New 311 Album Aimed at Old-School Fans, 7-Year Olds Alike

NORTH HOLLYWOOD, California — Nick Hexum was at a go-kart track recently when a 7-year-old approached him about his band.

"He was acting all cool and was like, '311, eh. Well, I like your old stuff,' " the singer recalled. "I'm thinking to myself, 'What? When you were like negative 1?"

Hexum and his bandmates of more than a decade — MC/turntablist S.A. Martinez, guitarist Tim Mahoney, bassist P-Nut and drummer Chad Sexton — laugh about the incident, but they also see where the boy is coming from.

While putting the finishing touches on their seventh studio album last week at their own Hive studio, 311 frequently referred to the record as an evolution for the hip-hop- and reggae-influenced rock band, hence the title Evolver. At the same time, though, much was said about drawing from their past.

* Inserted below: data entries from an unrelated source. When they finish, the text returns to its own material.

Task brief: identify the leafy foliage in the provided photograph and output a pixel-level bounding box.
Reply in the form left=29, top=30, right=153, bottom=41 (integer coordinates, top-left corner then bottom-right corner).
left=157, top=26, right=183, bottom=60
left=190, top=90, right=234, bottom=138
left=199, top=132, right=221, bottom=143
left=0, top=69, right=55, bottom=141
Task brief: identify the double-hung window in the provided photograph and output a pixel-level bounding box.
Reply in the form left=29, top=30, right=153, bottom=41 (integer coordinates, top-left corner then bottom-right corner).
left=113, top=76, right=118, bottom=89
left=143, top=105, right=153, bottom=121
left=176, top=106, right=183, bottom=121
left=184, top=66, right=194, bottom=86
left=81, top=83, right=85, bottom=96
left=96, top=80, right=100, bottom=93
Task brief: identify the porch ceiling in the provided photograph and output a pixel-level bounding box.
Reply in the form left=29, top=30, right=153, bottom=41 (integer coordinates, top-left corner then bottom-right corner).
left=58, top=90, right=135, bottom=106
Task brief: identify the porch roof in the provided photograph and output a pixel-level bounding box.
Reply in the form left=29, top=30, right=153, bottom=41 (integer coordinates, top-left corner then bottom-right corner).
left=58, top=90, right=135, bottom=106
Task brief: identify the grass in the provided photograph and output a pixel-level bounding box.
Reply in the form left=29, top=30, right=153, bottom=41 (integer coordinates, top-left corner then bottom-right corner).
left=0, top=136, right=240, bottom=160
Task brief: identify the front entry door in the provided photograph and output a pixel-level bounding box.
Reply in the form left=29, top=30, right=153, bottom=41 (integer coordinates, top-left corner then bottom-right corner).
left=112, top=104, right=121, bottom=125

"We want to go into the future but have the same spirit of adventure that we had in the old days," Hexum said. "There's more new elements, various vintage keyboards and acoustic guitars and different tempos. It's just more experimental, [which is one of the] things that people liked about Transistor or Grassroots — we had the attitude on those albums about just going to the future rather than looking back."

The new release will feature a few melody-driven summer anthems similar to recent singles "Amber" and "I'll Be Here Awhile," but with more of an edge. "It's not like a ballad-y album at all, just a lot of different tempos," Hexum said.

"From Chaos was a great album, but it's time to do something different, and I think we did that really well," P-Nut added. "We really tried to not be afraid of kicking our own ass."

Along with summing up the motivation behind the album, the title Evolver is a play on Revolver, one of the many classic Beatles albums 311 kept in heavy rotation while recording. Two songs in particular are greatly influenced by the Fab Four: "Seems Uncertain," a Mellotron-driven tune Hexum likened to "Strawberry Fields Forever," and "Sometimes Jacks Rule the Realm," which he compared to "Happiness Is a Warm Gun."

"It's more like a little voyage, a little trip in sound," Mahoney said of the latter. "And it covers a lot of different feels. There's acoustic sections. It moves on to electric band sections. It's cool. It's really a unique departure, ... and there's mandolins on it and so much cool organic instruments on it."

"Seems Uncertain" also features acoustic guitars, but a hip-hop beat gives it a modern twist.

"Lyrically, it's just about all of this sort of uncertainty with all this friction and tension in the world and the sort of post-9-11 fear and everything," Hexum explained. "It's just kind of expressing that sort of doubt. It's like, 'What are we gonna do? How is the world gonna move on beyond the predicament that we've gotten in?' And it's definitely different lyrically and musically than any song of ours."

Hexum explores darker topics elsewhere on the album as well. "Beyond the Grey Sky" was written about his best friend in high school who took his own life a year ago. "It's very dynamic," Sexton said. "It starts really soft and then we build and we keep building till it's just, like, this huge orchestra of rock and beautiful harmonies."

Miami dancehall DJ Supa Dups contributed some beat programming and vocal drops on Evolver, primarily on "Crack the Code."

" 'Crack the Code' is like a love song saying that someone that cracks your code is someone that understands you," Hexum said, "like gets through the whole veneer that everyone has up. It's not like a totally happy love song, it's more about the ups and downs that come with and finding someone that gets through all of that stuff."

The group is leaning toward the heavier "Creatures (For a While)" as the first single.

"It's a perfect example of the whole album, just testing our audience just a little bit," P-Nut said. "It's something that you're going to have to get used to. And I think that's such a such a good thing. I think that's what kept us a little bit under the radar for a while, even though we've sold 6 million albums."

Evolver, produced by Ron Saint Germain, is not due until late July, but 311 will debut new songs on a summer tour beginning earlier that month.